I start with her arms, because I always do.
I like her wrists, the way they are narrow but strong, the shallow network of veins visible when she clenches her hands.
I wrap the jute around her left wrist, then her right, binding them together in front of her, palms touching. Not a restraint, but a containment.
As I work, I speak, but not like I do at the club. No whispers, no secrets, no performance.
“This is trust,” I say quietly. “You handed me your safe word on a card and walked into a room with two-way mirrors. I’ve never had that before.”
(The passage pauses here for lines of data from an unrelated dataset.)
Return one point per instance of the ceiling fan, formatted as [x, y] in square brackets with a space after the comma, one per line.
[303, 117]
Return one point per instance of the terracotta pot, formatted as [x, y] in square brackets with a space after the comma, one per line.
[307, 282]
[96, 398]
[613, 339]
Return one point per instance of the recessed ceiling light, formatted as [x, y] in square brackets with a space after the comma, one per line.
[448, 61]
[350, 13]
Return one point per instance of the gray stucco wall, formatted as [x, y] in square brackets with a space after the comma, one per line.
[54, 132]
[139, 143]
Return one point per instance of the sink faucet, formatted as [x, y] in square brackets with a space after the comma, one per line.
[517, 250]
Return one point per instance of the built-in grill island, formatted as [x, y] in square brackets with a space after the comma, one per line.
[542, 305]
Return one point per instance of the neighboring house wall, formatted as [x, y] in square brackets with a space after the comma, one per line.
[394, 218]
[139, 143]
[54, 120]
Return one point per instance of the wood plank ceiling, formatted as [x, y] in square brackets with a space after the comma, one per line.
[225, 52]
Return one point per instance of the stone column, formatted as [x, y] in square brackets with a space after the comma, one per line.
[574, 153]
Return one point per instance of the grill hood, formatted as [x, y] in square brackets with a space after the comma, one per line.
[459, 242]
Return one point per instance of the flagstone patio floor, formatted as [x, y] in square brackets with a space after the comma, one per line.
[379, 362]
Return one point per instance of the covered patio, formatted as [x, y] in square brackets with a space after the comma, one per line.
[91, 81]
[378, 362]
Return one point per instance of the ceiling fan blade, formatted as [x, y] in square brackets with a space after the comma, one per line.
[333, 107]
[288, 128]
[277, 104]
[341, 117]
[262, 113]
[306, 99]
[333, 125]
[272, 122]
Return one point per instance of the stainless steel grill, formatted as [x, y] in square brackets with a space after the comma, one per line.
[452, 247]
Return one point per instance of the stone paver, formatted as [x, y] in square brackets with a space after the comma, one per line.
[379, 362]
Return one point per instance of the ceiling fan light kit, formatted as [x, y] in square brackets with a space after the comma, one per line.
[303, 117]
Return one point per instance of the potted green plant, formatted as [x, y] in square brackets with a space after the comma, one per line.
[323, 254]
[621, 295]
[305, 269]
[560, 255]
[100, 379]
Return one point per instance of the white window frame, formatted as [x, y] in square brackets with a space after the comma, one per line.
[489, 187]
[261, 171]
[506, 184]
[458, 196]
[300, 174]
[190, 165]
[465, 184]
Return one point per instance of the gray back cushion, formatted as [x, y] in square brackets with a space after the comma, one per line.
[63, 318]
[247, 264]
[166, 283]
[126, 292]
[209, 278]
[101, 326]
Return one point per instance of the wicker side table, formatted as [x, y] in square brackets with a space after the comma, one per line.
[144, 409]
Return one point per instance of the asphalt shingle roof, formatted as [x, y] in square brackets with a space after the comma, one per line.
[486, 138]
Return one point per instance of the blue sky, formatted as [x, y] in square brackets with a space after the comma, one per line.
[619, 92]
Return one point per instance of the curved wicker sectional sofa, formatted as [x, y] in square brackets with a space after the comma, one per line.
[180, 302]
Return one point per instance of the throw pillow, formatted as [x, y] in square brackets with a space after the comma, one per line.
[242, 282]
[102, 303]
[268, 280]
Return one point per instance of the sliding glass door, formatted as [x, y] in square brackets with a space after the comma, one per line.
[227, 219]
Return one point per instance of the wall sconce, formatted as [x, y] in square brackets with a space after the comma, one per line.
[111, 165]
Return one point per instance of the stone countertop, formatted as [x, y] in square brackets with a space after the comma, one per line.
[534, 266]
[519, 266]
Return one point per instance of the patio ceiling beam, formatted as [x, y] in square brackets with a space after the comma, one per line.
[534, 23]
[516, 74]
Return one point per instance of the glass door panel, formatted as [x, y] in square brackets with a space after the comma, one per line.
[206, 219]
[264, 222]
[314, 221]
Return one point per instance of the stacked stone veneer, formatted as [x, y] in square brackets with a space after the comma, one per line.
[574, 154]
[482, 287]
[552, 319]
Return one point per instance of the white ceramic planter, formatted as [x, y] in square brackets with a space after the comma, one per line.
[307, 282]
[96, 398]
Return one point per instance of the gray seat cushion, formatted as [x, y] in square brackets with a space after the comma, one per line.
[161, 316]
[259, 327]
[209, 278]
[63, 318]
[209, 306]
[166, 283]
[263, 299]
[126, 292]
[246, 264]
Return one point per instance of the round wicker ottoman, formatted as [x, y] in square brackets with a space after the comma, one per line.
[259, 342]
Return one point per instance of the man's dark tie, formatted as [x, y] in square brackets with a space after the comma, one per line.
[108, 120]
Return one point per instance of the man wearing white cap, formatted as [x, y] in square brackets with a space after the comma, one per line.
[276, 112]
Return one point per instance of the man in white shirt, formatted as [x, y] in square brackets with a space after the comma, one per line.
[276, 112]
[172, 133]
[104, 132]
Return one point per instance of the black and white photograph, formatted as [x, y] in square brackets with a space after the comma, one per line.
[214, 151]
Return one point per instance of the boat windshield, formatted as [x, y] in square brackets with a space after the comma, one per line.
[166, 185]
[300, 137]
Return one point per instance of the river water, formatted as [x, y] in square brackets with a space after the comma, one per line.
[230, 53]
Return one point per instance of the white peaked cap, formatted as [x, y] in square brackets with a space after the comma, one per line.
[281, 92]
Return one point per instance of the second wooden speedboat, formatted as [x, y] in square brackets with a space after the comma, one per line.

Cat’s breath catches, but she doesn’t look away. Her fingers curl slightly in the rope, knuckles whitening.
I move up to her shoulders, wrapping the jute across her clavicles, looping around her neck, then under her armpits and over the tops of her breasts, framing them. It’s not a harness for suspension this time, just for beauty, for emphasis, for presence.
I switch to the silk, red and impossibly soft, and bring it under her ribs. I wrap her twice, cinching above and below the curve of her breasts. I knot it off at her sternum, close enough that the color makes her skin glow.
“This is joy,” I tell her. “You put a scrap of red rope in a client folder and watched me try not to react for six floors in an elevator.”
Cat laughs, the sound wobbling with a note she’s trying not to show me. She looks down at her chest, the way the silk sits, and lets out a long, trembling exhale.
I kneel on the platform and run the heavier hemp down each of her thighs, then up and over her shoulders, creating a tension that grounds her to the mat.
The hemp is scratchier, more abrasive, but she never flinches.
I secure the ends at her wrists, so that her whole body is a single circuit, every part of her connected to the others.
“This is challenge,” I say. “You walked into my office for nine months and made it impossible to think about anything else.”
Her chin lifts at that. I see a line of wet at the corner of her right eye, but she doesn’t blink it away. I want to reach up and wipe it, but I don’t. Not yet.
I take a final length, thin, red, the same as the one she wore on her wrist that morning. I loop it around her waist, tie it tight at the small of her back, then bring the ends forward and knot them at the center of her stomach, where her breath is shallowest.
“This,” I say, and the word is almost lost, “is acceptance. You know every version of me. You’re the only person who does.”
Cat closes her eyes, and when she opens them again, they are impossibly bright. She is silent for a long time. I finish the knots, then stand back to look at her.
She is bound, but not immobilized. Every loop and knot was chosen to frame her, not to trap her. She could stand, could move, could undo any of it with a few tugs, if she wanted. But she doesn’t.